Drienkie van Wyk

Personal information
- Nationality: South African
- Born: Hendrina Elizabeth 13 January 1971 (age 55)
- Occupation(s): Sports trainer, business owner of a nutrition shop
- Spouse: Morne Visagie

Sport
- Sport: Field athlete
- Club: Alberton

Achievements and titles
- Personal best: Shot put: 17.88m (South African record) 25 February 2002 - Germiston, South Africa National Champion Shot Put 2002;

= Drienkie van Wyk =

South African shot put athlete

Hendrina Elizabeth "Drienkie" van Wyk (born 13 January 1971) is a South African woman athlete. Her discipline is shot put. Van Wyk is the current South African women shot put record holder.

==Upbringing==
Van Wyk was born to Mike and Engela van Wyk. She grew up in Alberton, Gauteng, South Africa.

==Athletics==
On 25 February 2002, she broke the South African Women Shot put record, with a distance of 17.88m. As of April 2018 (16 years) this records still stands. It was done in Germiston, South Africa.

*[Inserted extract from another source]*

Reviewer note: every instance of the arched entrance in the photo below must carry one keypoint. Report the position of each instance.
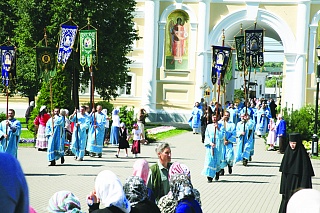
(276, 29)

She was the National Champion in 2002 when she won the Shot Put at the National Championships held in Durban on 23 March 2002.

In 2002, she was World-ranked at No. 32.

==Body building==
She participated in NABBA (National Amateur Body Building Association) Universe competition representing South Africa and came seventh in the class Miss physique-tall.

==Personal life==
She married Morne Visagie in 2006. She is a sports trainer and owner of a nutrition shop.